I began to consider that I could do this if it's a labor of love and a job with monetary value, so I am never left feeling again as though I'm doing this unsupported, as though I'm doing it for nothing, as though Iain is carrying a truly unfair share of the burden—and so I'm never crushed under the weight of wondering whether I can continue financially and wondering whether I can continue emotionally at the same time.

I still didn't know how to ask. I wasn't sure if I had the wherewithal to endure the inevitable "get a real job, you fucking loser" comments that solicitations for donations always evoke. Emotional nadir. I hid in a holding pattern.

Last Wednesday, Iain asked me what I was going to do.

I told him, after much consideration, that I would let the community decide if they wanted me to go on, see if they'd carve out a space for me to keep managing and nurturing the space in a way that would work for me. If Shakesville makes the space for me on their own, I said, it's just not some random thing I asked for and they gave without understanding its significance; they will design it and it will be something they're able to sustain. He said, sincerely but so surprised it made me laugh, "That's really wise." In truth, I just wasn't sure what else to do.

It's poetic, really, that it was Petulant who first tried to make a space for me at Shakesville to come back—because I have rejected his resignation no fewer than three dozen times. "It's just a bad day, Pet.

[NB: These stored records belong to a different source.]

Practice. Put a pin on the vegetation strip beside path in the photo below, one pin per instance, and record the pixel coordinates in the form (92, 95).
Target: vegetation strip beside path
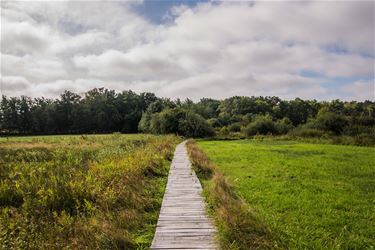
(183, 222)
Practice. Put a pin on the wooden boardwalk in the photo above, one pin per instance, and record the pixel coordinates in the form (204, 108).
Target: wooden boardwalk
(183, 222)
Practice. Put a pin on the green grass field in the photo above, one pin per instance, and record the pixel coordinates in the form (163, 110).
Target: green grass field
(82, 192)
(312, 196)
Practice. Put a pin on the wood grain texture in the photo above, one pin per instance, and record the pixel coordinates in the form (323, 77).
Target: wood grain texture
(183, 222)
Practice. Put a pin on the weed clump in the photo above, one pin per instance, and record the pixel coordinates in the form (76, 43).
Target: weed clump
(82, 192)
(239, 226)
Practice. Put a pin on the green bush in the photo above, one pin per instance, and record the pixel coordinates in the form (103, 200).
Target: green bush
(182, 122)
(235, 127)
(283, 126)
(304, 131)
(329, 121)
(262, 125)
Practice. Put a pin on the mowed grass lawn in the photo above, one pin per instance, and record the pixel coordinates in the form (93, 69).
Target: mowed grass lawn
(312, 196)
(82, 192)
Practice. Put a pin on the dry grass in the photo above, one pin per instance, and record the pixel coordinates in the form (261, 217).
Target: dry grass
(72, 194)
(239, 226)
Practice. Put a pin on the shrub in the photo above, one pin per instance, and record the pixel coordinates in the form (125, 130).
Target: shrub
(329, 121)
(235, 127)
(181, 122)
(283, 126)
(261, 125)
(303, 131)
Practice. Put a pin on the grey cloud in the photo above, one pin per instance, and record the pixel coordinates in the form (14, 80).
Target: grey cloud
(213, 50)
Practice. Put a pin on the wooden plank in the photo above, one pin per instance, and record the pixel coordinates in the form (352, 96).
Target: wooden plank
(183, 222)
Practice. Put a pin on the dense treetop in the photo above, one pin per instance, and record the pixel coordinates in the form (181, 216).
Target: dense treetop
(104, 111)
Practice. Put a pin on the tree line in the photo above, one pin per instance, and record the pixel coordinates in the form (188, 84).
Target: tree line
(104, 111)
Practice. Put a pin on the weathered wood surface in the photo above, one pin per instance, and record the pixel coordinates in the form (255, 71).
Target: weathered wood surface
(183, 222)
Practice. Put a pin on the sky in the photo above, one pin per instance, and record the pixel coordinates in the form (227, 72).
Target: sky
(320, 50)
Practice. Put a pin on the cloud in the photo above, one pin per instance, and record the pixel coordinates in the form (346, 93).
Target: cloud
(210, 50)
(360, 90)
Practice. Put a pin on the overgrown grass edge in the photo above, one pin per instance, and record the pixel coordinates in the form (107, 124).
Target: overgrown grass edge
(239, 227)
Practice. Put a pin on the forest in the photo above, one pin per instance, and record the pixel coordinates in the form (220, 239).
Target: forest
(102, 110)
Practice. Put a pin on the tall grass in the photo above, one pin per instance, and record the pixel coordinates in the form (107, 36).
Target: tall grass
(239, 226)
(82, 192)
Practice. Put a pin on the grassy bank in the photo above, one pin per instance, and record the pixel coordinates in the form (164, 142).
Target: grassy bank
(239, 226)
(311, 196)
(82, 192)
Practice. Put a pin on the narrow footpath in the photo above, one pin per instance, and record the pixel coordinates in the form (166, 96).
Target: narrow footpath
(183, 222)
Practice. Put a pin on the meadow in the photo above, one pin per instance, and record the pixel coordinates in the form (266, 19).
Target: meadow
(82, 192)
(299, 195)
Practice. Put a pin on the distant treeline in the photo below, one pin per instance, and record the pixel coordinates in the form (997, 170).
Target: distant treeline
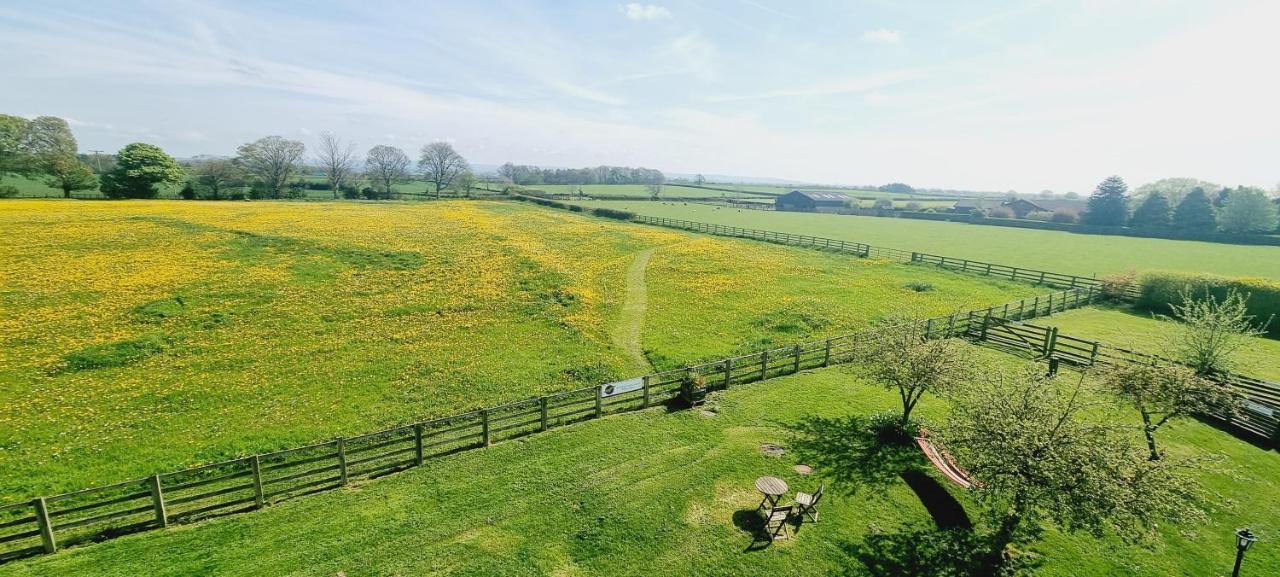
(525, 175)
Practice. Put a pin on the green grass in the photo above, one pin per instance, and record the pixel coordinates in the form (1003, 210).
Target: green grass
(657, 493)
(140, 337)
(1046, 250)
(1137, 330)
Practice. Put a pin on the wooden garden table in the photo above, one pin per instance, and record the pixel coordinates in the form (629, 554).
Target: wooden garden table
(772, 488)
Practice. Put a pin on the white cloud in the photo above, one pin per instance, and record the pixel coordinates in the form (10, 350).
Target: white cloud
(882, 36)
(645, 12)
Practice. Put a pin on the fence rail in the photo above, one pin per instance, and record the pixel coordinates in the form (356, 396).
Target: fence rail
(1258, 415)
(863, 250)
(250, 482)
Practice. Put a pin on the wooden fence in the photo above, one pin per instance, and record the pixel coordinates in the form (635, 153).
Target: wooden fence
(1258, 415)
(963, 265)
(250, 482)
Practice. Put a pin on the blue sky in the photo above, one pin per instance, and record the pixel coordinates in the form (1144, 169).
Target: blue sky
(984, 95)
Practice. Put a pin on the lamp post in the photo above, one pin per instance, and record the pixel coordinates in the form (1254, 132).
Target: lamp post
(1243, 540)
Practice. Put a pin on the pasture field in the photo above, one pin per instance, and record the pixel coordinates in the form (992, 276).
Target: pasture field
(1142, 331)
(146, 335)
(1048, 250)
(670, 493)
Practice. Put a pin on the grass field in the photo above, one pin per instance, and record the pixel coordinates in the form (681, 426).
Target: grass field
(658, 493)
(145, 335)
(1137, 330)
(1050, 250)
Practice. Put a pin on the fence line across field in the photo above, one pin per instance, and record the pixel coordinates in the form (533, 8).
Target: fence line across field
(250, 482)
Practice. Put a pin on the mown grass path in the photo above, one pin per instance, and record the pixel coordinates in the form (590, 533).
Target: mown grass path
(626, 334)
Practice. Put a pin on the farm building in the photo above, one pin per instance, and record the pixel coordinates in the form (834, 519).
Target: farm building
(805, 201)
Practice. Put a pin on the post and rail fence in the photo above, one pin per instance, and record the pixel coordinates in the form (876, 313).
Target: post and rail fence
(46, 523)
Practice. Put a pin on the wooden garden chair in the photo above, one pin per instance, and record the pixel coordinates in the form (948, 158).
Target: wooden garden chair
(808, 504)
(776, 522)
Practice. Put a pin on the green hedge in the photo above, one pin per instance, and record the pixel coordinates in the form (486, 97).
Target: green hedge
(1160, 289)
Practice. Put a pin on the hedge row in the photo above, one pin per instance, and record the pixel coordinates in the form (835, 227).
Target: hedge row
(1160, 289)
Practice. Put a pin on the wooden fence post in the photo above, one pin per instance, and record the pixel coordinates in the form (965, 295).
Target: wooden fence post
(46, 529)
(417, 444)
(342, 461)
(256, 467)
(158, 502)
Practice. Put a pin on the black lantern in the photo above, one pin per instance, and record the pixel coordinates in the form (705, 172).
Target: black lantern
(1243, 541)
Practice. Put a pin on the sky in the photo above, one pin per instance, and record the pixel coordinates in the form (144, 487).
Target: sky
(1023, 95)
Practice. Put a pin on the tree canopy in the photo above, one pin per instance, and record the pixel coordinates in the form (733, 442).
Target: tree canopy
(138, 169)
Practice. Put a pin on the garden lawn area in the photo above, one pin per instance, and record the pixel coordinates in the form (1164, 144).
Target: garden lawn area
(1142, 331)
(1046, 250)
(141, 337)
(663, 493)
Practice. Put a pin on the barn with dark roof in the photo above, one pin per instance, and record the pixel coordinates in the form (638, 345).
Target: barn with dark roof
(808, 201)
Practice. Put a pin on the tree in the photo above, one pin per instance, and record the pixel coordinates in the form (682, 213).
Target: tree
(1247, 210)
(1033, 457)
(1164, 392)
(1211, 331)
(1153, 213)
(385, 165)
(1174, 188)
(68, 174)
(465, 183)
(138, 169)
(1196, 213)
(440, 164)
(337, 160)
(218, 174)
(900, 357)
(273, 160)
(1109, 205)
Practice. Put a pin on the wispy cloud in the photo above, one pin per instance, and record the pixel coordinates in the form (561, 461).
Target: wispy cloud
(832, 87)
(645, 12)
(882, 36)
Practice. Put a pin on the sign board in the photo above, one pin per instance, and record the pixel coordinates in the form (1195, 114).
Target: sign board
(1258, 408)
(622, 387)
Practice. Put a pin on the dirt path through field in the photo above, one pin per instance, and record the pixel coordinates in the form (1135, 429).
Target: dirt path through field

You'll carry on." And he does.

And, because I can take a hint even when it isn't delivered with a (loving) sledgehammer, so will I.

Thank you, Shakers, for giving me the space over the past week to just be away—and for making a space for me to come back to. Thank you for recognizing the value of my work. Thank you for your donations and words of support, for your commitment to this safe space, for your expressions of what it means to you, for your encouragement, for your teaspoons. I am pleased and honored that you want me to carry on. I am relieved and inspired that you'll fight for this progressive community, too.

I feel really overwhelmed, and I don't even know if this post makes any sense. If it doesn't, all that matters is this: Thank you. Teaspoons ahoy.